Une fenêtre sur le monde
Photographier, je crois que c'est d'abord voir le monde à travers le viseur, coller son oeil à ce cadre, et découper ainsi selon lui, en une multitude de petits rectangles ou de petits carrés, l'immensité qui nous entoure. Expérience fascinante et indispensable, car on ne voit vraiment bien que derrière une fenêtre, que cette fenêtre soit celle de la mansarde de Baudelaire, ou l'optique d'un vulgaire "APN". Découpez ainsi le moindre objet, le moindre bout de paysage, et, aussi banal eût-il été avant, il devient aussitôt spectacle ou tableau. Du simple fait d'apparaître dans la distance de la fenêtre, et dans l'ordre conféré par le cadre, il acquiert une sorte de nécessité, une beauté singulière. Et j'irai jusqu'à dire que bien photographier consiste essentiellement à choisir le meilleur cadre, la fenêtre la plus juste pour y poser son regard.
Cependant j'ai toujours regretté que l'appareil nous condamne à tout penser en carrés et rectangles, et à observer l'univers selon des angles droits et nets - le cercle ou l'ovale ne pouvant être, évidemment, qu'artifices postérieurs au cliché.

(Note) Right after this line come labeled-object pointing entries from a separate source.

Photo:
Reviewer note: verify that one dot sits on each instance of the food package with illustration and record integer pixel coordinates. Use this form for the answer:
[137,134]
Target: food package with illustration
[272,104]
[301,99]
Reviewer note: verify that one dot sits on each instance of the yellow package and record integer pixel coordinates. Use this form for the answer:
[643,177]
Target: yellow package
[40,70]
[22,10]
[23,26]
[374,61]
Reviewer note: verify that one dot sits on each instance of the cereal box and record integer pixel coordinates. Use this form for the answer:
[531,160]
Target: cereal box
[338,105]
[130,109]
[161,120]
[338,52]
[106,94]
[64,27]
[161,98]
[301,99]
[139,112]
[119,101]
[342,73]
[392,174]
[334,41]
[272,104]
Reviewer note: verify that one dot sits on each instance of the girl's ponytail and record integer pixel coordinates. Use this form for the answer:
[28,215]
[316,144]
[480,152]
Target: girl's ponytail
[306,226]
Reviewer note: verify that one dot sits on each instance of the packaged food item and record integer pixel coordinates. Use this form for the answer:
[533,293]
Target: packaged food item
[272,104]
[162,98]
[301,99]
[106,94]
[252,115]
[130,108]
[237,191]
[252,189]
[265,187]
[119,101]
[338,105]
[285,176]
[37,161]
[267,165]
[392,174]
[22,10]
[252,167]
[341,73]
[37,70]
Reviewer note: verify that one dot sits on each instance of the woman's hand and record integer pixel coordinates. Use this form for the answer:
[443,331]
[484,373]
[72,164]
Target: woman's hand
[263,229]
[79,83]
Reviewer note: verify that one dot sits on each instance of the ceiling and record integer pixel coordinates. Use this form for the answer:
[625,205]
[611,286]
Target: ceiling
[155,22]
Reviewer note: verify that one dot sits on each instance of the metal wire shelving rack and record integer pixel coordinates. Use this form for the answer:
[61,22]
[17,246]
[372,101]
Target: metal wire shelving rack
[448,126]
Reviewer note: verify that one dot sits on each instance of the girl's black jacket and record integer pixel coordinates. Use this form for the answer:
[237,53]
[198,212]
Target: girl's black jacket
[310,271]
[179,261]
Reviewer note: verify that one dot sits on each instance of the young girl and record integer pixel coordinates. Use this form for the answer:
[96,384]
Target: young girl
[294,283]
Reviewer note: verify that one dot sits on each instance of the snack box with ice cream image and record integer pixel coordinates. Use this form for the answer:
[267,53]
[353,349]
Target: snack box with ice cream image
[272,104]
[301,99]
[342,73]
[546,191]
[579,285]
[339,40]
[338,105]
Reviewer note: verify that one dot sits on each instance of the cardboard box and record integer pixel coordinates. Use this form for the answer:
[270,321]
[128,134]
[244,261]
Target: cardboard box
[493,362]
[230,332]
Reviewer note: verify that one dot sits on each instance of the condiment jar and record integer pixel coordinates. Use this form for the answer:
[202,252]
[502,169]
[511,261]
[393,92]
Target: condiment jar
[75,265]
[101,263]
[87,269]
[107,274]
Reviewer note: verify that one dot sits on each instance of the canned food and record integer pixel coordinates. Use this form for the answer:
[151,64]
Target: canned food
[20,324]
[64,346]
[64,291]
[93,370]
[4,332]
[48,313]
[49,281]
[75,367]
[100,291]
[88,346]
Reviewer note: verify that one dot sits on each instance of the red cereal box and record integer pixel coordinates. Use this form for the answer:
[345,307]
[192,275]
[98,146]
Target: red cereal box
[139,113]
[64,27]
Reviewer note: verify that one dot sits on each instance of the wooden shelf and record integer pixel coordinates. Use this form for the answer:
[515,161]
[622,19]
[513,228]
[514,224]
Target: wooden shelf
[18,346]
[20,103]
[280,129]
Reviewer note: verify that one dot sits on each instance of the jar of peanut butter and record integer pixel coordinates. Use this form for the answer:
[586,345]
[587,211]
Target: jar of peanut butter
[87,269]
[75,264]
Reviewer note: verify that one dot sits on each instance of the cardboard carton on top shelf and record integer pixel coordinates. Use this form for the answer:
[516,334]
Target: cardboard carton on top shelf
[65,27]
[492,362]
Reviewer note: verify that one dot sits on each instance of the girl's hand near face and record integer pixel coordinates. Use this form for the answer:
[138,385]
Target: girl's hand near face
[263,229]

Devant cette baie ruinée de l'abbaye de Jumièges, merveilleusement ouverte sur un village en ogive, sur une forêt dentelée de brume, sur un vitrail couleur de jour, j'ai rêvé d'un viseur gothique, d'une chambre romane, d'un écran rayonnant, d'une photographie flamboyante - et d'un regard enfin happé vers l'infini.